Well, writing that in Ebonics would be an improvement. At least it would be less confusing about the dogma Rutgers no longer favors.
But, it’s not Ebonics I want to pick on here. Like any useful vernacular it affects the everyday language of most of the population. Words creep into accepted usage as the language naturally evolves. Still, there are standards for spelling, sentence structure and grammar that need not be hastily discarded by imposing Critical Theory memes.
It’s not that Rutgers is returning to rigorous grammar instruction, the dogma most of us would expect to inform University level English courses. They are abandoning grammar/sentence level instruction entirely.
An emphasis on grammar has a place in at least some University English courses, and certainly should be required for an English degree. Poetry, obviously, has different rules from prose, and Creative Writing 201 might encourage you to break rules. But to break them effectively you have to know what they are, and why they are. Entry to a University used to assume that incoming students did know.

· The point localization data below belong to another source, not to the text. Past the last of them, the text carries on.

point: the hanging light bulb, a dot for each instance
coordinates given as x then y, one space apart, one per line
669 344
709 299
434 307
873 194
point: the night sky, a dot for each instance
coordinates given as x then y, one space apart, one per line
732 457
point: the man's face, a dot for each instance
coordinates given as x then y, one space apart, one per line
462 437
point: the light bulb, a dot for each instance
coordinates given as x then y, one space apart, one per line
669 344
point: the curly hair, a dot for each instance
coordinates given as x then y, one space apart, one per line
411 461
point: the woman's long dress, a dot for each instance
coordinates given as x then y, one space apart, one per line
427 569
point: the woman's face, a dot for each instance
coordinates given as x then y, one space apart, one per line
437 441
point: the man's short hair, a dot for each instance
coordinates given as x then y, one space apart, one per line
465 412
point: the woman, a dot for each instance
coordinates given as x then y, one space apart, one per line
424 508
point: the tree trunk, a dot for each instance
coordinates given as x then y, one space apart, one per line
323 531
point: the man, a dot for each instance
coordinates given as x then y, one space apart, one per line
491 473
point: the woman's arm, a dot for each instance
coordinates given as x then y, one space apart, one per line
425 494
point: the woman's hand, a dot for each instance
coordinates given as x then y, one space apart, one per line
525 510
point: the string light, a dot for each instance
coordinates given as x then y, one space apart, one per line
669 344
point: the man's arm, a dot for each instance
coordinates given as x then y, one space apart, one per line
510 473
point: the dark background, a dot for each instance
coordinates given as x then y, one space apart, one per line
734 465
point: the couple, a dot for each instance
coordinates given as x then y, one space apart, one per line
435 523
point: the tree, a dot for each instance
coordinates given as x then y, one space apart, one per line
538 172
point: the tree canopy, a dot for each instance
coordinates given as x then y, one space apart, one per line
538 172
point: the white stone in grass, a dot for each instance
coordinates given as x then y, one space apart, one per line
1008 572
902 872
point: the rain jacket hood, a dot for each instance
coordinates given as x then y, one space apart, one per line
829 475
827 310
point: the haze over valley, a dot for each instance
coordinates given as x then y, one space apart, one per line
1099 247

But, in a rush to wokeness, Rutgers “”has moved past bias awareness and prevention and into a focus on “decolonization.””
Put more clearly, bias awareness has become insufficiently patronizing – we now need to let students know that whatever ideas of English they bring with them are as valid as any other ideas, because some students aren’t capable of learning. Because “white supremacy.”
The real irony is that the pedagogical change order was written by a Professor of English trying to impress his peers. If he wanted to help those who can’t grok English grammar he might have abandoned the critical theory box checking and used a comprehensible sentence structure. Instead, we have wordy, woke, Academiot jargon.
One might wonder how those downtrodden souls came to be in an elite college English program. Surely an inability to distinguish an adjective from an adverb should have funneled them into a Grievance Studies discipline (to maintain the fiction that English hasn’t become one), where nouns are regularly made into verbs.
Ignorance of commas: “Protest, shootings, and arson,” rather than “Protest shootings and arson,” might pass in an Applied Critical Theory class where there is only one possible meaning. But it could limit your chances of entering J-school at Columbia.
And, these days, not understanding pronoun disagreement could be fatal to your career.
Lest you think this sleight of hand racism is unique to Rutgers, let’s take a similar example from a Ball State conference:
Professor says grading, good grammar are examples of white supremacy
“White language supremacy, according to [Asao] Inoue, [associate dean of the College of Integrative Sciences and Arts at Arizona State] is “the condition in classrooms, schools, and society where rewards are given in determined ways to people who can most easily reach them, because those people have more access to the preferred and embodied white language practices, and part of that access is a structural assumption that what is reachable at a given moment for the normative, white, monolingual English user is reachable for all.””
Translated: Grades should be given in mysterious ways (though with extra credit for the oppressed) to those who have the most to learn – whether they learn or not. We must assume these people can’t learn another dialect.
A Masters (A word on the way out, and I don’t think we can use “He da man,” either.) in English is now a purely political credential.
So, now I’m wondering about what happens when the “pedagogy” meets the rubric. Starting with why someone would pay over $900 per credit hour, plus room and board, for a English degree from Rutgers?
The English language is the remit (noun) of Professors of English. They are choosing to trash it.